Karina Filonenko evacuated from Ukraine to Poland with her two children just after the start of the war.
A challenge for each person who lived in Ukraine after February 24, is to ‘stay alive.’ Could you ever expect that in the 21st century, the word “genocide” will be heard and seen? The Jewish Holocaust and mass shooting of World War II in Kiev’s Babin Yar, and across the entire territory of Ukraine, took away the lives of more than half of Ukrainian Jewry. And now in Ukraine, there is again genocide, but now the Ukrainian people die at the hands of the Russian soldiers.
‘Stay alive’—this is life, when you can’t plan, predict, you don’t know—where you will live through the day, will your relatives be alive and will you be deprived of your life?
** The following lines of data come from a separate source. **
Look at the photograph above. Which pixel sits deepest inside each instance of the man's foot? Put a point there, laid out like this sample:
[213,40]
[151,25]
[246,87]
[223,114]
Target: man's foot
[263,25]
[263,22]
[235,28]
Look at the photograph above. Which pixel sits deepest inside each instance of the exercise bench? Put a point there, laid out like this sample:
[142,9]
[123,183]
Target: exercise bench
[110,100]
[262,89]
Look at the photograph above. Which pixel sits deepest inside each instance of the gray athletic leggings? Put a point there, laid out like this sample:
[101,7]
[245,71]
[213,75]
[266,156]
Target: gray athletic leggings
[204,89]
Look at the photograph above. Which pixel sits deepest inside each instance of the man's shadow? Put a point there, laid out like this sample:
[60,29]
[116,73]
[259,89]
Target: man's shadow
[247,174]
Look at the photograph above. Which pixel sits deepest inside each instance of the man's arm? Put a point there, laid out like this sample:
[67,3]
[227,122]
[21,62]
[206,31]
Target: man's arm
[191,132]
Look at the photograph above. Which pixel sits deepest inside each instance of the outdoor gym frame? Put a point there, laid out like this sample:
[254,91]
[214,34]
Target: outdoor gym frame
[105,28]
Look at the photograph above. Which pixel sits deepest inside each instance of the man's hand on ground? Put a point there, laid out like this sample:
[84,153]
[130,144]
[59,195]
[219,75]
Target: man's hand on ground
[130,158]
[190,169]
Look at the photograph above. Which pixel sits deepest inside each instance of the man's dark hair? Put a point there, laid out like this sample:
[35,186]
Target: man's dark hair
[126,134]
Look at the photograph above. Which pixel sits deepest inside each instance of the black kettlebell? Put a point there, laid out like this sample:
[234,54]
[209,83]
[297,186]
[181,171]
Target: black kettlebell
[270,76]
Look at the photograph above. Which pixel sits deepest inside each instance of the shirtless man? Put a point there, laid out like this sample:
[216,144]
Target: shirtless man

Imagine that you have a house, which was repeatedly paid on credit, nurtured, repaired, and filled with personal items and trinkets, and suddenly you receive the news that your home no longer exists.
Or maybe after hiding in a bomb shelter, you realize that your house was hit by a rocket, and there is no longer your favorite sofa, TV, kitchen, or favorite pink rabbit.
My daughter and I are currently reading a wonderful work by children’s writer Judith Kerr, How Hitler Stole the Pink Rabbit, about the family of a Jewish girl who had to flee Germany in 1933 when Hitler was appointed Chancellor of Germany. It resonates with our lives in Poland now. I think that 89 years have passed since Hitler, and there are people in the world who are committing genocide of another nation—for whom neither their life nor another’s is important. But, evil will be defeated, as good people won then, so it will be now.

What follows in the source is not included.